Vorhersagen im Rennkalender
Zu jedem Rennen im Rennrad Rennkalender Schweiz Tour de Suisse Kalender lässt sich eine eigene Vorhersage abgeben: Sieger, Podium oder Ausreisser des Tages. Jede abgeschickte Vorhersage bringt Teilnahmepunkte, unabhängig vom tatsächlichen Ausgang des Rennens.
Kein Echtgeld, nur Teilnahmepunkte
Kein Echtgeld ist im Spiel, es geht einzig um das Mitfiebern und den spielerischen Vergleich mit anderen Fans. Diese Tour de Suisse Rennkalender Logik gilt für alle Rennen gleichermassen, von der grossen Rundfahrt bis zur kleinsten Eintagesklassik. Wer tiefer in Taktik und Physiologie hinter den Rennen einsteigen will, findet im Cyclist’s Edge Hub Hintergründe zu Leistungsdiagnostik, Ernährung und Teamtaktik. Wer stattdessen lieber selbst in die Pedale tritt, findet passende Strecken im Guide zu Pässen und Touren.
Häufig gestellte Fragen
Welches Rennen prägt den Rennrad Rennkalender Schweiz?
Die Tour de Suisse ist das grösste Etappenrennen des Landes, seit 1933 ausgetragen und seit 2011 Teil der UCI WorldTour. Sie findet im Juni über mehrere Tage statt, mit Bergetappen in den Alpen und mindestens einem Einzelzeitfahren. Das macht sie zu einem wichtigen Formtest vor der Tour de France.
Wie ergänzt Romandie den Tour de Suisse Rennkalender?

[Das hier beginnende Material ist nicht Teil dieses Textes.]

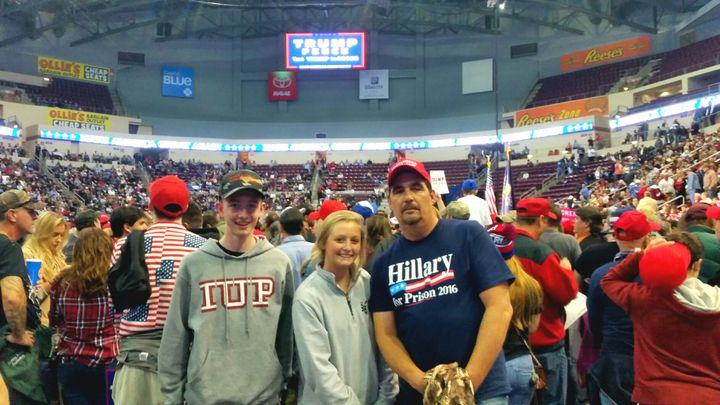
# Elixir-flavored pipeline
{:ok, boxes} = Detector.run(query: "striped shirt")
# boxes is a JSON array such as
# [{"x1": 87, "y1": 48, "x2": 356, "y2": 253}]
[{"x1": 113, "y1": 221, "x2": 206, "y2": 337}]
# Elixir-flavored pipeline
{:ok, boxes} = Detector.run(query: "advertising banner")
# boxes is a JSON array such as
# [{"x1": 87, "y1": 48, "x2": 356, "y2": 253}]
[
  {"x1": 560, "y1": 35, "x2": 651, "y2": 71},
  {"x1": 268, "y1": 71, "x2": 297, "y2": 101},
  {"x1": 162, "y1": 66, "x2": 195, "y2": 98},
  {"x1": 38, "y1": 56, "x2": 111, "y2": 84},
  {"x1": 359, "y1": 69, "x2": 390, "y2": 100},
  {"x1": 48, "y1": 107, "x2": 111, "y2": 131},
  {"x1": 515, "y1": 96, "x2": 609, "y2": 127},
  {"x1": 285, "y1": 32, "x2": 365, "y2": 70}
]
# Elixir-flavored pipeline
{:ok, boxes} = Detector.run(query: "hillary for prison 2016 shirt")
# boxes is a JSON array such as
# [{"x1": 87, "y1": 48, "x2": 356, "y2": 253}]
[{"x1": 370, "y1": 220, "x2": 514, "y2": 404}]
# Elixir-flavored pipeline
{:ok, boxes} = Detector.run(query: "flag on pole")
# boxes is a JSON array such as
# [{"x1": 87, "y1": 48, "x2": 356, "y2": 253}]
[
  {"x1": 485, "y1": 158, "x2": 497, "y2": 222},
  {"x1": 500, "y1": 145, "x2": 515, "y2": 215}
]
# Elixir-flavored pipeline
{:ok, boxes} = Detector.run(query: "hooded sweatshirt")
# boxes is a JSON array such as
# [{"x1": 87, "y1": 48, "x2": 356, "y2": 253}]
[
  {"x1": 158, "y1": 237, "x2": 295, "y2": 405},
  {"x1": 293, "y1": 267, "x2": 398, "y2": 405},
  {"x1": 600, "y1": 253, "x2": 720, "y2": 404}
]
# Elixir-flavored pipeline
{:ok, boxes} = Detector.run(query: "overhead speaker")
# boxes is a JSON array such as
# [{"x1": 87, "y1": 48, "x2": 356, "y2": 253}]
[{"x1": 156, "y1": 23, "x2": 172, "y2": 37}]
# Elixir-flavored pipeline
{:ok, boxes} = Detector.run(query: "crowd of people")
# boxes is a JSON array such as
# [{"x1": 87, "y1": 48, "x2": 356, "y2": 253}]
[{"x1": 0, "y1": 120, "x2": 720, "y2": 405}]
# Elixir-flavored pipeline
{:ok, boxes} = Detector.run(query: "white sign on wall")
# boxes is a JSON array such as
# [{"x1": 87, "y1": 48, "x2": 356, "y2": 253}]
[
  {"x1": 359, "y1": 69, "x2": 390, "y2": 100},
  {"x1": 430, "y1": 170, "x2": 450, "y2": 194}
]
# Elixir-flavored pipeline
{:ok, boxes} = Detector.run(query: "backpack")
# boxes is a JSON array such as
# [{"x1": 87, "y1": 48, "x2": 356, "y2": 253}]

Die Tour de Romandie findet in der Westschweiz statt, meist im Frühjahr. Die Tour de Suisse dagegen wird im Juni in der Deutschschweiz und den Alpen ausgetragen. Streckencharakter und Publikum unterscheiden sich spürbar zwischen den beiden Landesteilen, von Seeuferabschnitten bis zu hochalpinen Bergetappen.
Wo und seit wann findet die Berner Rundfahrt statt?
Die Berner Rundfahrt wird seit 1921 im Kanton Bern ausgetragen, ursprünglich unter dem Namen Nordwestschweizer Rundfahrt. Seit 2001 ist Lyss der feste Austragungsort, mit eigenen Kategorien für Profis, Amateure und seit 1984 auch Frauen. Damit gehört sie zu den ältesten Rundfahrten des Landes.
Was ist die Aargau Classic?
Die Aargau Classic ist ein eintägiges Rennen im hügeligen Jurafuss des Kantons Aargau. Die wellige Streckenführung bietet sowohl Sprintern als auch Ausreissern realistische Siegchancen. Das macht das Rennen bei Zuschauern am Streckenrand beliebt und sorgt für offene Verläufe bis zur letzten Kurve.
Was ist das Swiss Cycling Alpenbrevet?
Das Swiss Cycling Alpenbrevet ist ein Radmarathon mit Start und Ziel in Andermatt. Die Goldtour führt über 212 Kilometer und mehr als 5000 Höhenmeter, über Oberalp, Lukmanier, Nufenen und Furka. Gestartet wird als Massenstart um 06.00 Uhr, gewertet wird nach Zielschluss statt auf Sieg.